Bij deze vijf KDV in 2017 stelde de toezichthouder 15 tekortkomingen vast. De tekortkomingen op het gebied van de wettelijke regels kinderopvang concentreren zich rond de risico inventarisaties veiligheid en/of gezondheid (actualiteit van de inventarisatie en doorvertaling naar maatregelen), op de relatie met de ouders (informeren en de - bekendheid met - klachtenregeling) en op onduidelijke en observeerbare beschrijvingen van de werkwijze van een KDV in het pedagogisch beleidsplan.
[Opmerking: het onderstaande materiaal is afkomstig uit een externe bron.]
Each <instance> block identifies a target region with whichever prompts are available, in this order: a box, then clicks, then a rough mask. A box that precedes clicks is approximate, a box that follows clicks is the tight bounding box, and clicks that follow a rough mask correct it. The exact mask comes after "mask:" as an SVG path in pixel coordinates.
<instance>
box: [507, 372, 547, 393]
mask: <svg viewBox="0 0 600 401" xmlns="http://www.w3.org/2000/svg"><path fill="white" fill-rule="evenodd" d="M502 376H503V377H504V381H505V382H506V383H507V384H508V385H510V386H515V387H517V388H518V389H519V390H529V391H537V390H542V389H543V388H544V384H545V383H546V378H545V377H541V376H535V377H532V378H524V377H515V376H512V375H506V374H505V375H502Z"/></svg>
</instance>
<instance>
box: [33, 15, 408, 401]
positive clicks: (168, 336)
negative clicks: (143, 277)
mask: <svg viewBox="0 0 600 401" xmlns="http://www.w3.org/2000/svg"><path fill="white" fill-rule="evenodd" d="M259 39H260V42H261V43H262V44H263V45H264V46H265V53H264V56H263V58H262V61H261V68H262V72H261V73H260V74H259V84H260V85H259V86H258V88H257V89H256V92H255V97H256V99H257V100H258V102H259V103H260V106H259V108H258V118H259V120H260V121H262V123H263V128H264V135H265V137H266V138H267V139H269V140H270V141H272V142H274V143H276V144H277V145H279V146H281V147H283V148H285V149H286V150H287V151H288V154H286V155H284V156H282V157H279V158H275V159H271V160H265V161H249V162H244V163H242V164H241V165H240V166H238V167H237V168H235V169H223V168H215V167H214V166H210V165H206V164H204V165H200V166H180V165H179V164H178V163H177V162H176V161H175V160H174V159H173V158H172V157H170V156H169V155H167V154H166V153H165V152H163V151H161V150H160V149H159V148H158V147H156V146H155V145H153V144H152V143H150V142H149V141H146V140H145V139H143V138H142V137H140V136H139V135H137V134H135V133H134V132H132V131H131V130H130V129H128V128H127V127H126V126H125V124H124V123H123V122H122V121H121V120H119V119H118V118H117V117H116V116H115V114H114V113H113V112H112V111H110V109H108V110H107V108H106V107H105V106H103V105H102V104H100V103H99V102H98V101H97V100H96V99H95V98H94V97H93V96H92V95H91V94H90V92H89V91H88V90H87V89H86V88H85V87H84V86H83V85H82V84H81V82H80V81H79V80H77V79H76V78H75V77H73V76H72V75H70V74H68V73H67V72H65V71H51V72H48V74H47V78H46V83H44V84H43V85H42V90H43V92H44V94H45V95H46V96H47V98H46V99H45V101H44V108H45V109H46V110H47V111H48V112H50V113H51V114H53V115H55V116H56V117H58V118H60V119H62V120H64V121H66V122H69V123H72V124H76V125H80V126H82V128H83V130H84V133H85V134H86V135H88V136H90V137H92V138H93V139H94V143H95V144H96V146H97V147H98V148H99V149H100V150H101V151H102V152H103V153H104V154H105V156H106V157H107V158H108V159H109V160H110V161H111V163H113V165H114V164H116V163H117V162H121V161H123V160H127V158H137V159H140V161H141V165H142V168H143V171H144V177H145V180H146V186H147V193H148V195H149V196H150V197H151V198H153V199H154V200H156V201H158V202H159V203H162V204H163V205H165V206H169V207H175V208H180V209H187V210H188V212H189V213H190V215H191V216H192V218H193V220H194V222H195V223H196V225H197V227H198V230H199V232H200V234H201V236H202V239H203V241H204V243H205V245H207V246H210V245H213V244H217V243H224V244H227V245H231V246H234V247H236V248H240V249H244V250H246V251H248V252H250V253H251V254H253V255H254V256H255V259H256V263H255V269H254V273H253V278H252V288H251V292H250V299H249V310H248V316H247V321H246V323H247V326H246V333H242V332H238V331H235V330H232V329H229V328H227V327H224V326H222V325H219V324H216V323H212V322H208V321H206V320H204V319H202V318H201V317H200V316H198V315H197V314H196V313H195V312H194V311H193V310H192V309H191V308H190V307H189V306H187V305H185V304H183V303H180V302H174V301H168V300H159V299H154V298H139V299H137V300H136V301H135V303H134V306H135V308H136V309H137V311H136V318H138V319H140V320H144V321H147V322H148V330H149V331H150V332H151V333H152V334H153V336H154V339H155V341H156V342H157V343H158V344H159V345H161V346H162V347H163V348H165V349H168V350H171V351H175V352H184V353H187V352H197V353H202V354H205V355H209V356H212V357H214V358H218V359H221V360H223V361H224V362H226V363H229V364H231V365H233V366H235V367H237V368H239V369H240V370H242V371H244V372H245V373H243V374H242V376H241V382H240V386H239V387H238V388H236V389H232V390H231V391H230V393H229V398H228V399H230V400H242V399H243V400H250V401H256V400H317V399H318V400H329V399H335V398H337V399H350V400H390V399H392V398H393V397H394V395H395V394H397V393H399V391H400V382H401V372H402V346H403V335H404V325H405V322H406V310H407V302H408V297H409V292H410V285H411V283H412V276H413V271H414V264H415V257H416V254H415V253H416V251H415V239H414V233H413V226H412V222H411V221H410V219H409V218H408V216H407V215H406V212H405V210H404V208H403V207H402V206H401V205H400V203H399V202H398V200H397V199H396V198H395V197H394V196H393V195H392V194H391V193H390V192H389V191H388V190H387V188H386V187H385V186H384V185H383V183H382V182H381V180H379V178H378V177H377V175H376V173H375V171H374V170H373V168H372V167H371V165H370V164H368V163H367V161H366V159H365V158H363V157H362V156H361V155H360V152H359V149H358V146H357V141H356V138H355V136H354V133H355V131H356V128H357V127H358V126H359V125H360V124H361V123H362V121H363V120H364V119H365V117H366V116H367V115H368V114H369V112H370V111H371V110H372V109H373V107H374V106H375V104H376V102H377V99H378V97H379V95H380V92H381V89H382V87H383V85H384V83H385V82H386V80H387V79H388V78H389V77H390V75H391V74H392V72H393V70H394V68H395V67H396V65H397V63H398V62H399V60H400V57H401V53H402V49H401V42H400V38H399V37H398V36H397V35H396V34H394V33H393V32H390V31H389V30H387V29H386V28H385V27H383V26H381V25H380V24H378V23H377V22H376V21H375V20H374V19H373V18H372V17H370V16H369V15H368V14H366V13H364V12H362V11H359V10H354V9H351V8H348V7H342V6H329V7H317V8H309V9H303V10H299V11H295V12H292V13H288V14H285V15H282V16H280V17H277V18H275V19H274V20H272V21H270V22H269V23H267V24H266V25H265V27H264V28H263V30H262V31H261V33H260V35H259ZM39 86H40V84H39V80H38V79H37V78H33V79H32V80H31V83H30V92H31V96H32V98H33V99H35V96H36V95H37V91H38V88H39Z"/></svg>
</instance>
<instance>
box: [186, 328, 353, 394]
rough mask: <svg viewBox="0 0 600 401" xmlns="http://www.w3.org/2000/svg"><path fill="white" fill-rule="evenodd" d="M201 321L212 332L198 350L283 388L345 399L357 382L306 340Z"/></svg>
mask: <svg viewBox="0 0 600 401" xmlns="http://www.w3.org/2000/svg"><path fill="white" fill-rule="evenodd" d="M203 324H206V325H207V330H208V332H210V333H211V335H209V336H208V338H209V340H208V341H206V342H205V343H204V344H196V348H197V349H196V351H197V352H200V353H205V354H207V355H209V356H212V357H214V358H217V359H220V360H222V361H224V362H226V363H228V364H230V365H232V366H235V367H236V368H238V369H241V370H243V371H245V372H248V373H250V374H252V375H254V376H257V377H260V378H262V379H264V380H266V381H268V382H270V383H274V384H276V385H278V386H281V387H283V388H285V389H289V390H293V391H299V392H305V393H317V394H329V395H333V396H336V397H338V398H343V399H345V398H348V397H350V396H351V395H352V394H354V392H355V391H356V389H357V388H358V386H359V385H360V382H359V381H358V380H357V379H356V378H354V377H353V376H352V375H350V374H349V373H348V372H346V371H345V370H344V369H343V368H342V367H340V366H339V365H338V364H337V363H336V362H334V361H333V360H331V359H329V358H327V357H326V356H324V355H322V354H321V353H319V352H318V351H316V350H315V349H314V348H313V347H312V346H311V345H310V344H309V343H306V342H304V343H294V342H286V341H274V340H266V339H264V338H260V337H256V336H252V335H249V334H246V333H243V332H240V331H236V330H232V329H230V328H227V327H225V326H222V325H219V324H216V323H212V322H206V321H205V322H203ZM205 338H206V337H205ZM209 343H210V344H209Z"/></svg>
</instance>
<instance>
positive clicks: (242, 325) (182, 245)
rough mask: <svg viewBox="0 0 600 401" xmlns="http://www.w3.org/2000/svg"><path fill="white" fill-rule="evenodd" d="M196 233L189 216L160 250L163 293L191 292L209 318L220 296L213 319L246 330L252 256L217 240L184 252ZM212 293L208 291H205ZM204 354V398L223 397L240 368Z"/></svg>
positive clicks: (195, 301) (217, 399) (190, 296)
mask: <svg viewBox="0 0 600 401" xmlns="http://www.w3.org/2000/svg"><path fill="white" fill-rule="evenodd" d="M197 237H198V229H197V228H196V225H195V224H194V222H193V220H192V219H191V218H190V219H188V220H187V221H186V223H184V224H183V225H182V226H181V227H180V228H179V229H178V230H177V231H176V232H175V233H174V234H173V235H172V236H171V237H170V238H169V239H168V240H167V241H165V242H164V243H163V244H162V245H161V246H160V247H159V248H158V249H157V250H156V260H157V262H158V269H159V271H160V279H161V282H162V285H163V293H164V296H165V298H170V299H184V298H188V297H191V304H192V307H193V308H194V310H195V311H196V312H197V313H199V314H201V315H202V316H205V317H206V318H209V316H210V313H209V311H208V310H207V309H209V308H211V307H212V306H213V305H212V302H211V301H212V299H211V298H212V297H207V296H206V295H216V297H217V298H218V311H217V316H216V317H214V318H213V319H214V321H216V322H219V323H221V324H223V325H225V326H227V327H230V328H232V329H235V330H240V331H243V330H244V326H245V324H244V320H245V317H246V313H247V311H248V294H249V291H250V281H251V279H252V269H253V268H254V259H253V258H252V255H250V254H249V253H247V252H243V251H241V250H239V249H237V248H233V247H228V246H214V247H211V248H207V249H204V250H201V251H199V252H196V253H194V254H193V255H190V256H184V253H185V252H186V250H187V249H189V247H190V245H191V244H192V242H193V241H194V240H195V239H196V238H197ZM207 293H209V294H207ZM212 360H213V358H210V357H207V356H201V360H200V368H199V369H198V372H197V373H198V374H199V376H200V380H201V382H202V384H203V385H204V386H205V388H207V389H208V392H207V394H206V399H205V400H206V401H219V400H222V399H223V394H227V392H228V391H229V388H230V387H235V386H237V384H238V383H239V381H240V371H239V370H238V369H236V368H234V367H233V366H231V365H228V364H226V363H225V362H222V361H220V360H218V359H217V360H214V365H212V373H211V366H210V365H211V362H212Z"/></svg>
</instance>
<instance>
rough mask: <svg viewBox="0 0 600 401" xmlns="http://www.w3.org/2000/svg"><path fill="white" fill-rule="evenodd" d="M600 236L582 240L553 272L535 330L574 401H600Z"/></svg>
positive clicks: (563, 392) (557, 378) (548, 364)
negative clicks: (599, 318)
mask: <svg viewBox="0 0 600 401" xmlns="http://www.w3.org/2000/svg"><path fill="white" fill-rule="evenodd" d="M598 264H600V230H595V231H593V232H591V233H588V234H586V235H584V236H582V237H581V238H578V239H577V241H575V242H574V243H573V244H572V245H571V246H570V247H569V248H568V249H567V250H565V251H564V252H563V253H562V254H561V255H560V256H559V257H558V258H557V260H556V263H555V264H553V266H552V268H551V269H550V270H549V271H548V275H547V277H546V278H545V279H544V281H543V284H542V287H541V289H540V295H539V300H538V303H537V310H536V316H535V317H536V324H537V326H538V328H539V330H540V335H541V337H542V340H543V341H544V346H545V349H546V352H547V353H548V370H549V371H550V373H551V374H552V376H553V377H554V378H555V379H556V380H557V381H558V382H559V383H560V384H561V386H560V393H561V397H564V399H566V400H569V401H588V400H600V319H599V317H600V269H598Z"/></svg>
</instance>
Het grootste deel van de zeven KDV die in 2017 subsidie ontvangen voor het aanbieden van VE, voldoen aan de wettelijke regels

kinderopvang en de basisvoorwaarden voorschoolse educatie. Bij één voorziening ontbrak de oudercommissie. En bij één voorziening was het opleidingsplan voor VE niet op orde.

BSO

Steeds meer van de BSO voorzieningen voldoen aan de wettelijke regels kinderopvang, na afronding van het inspectierapport. In 2016 waren dat iets meer dan de helft van de voorzieningen, in 2017 was dat bij bijna driekwart van de voorzieningen het geval. En bij iets minder dan de helft van de opvangvoorzieningen, 5 (46%) heeft de toezichthouder van de GGD drie jaar achtereen geen

handhavingsadvies afgegeven. En geen van de buitenschoolse opvangvoorzieningen heeft drie jaar achtereen tekortkomingen gehad.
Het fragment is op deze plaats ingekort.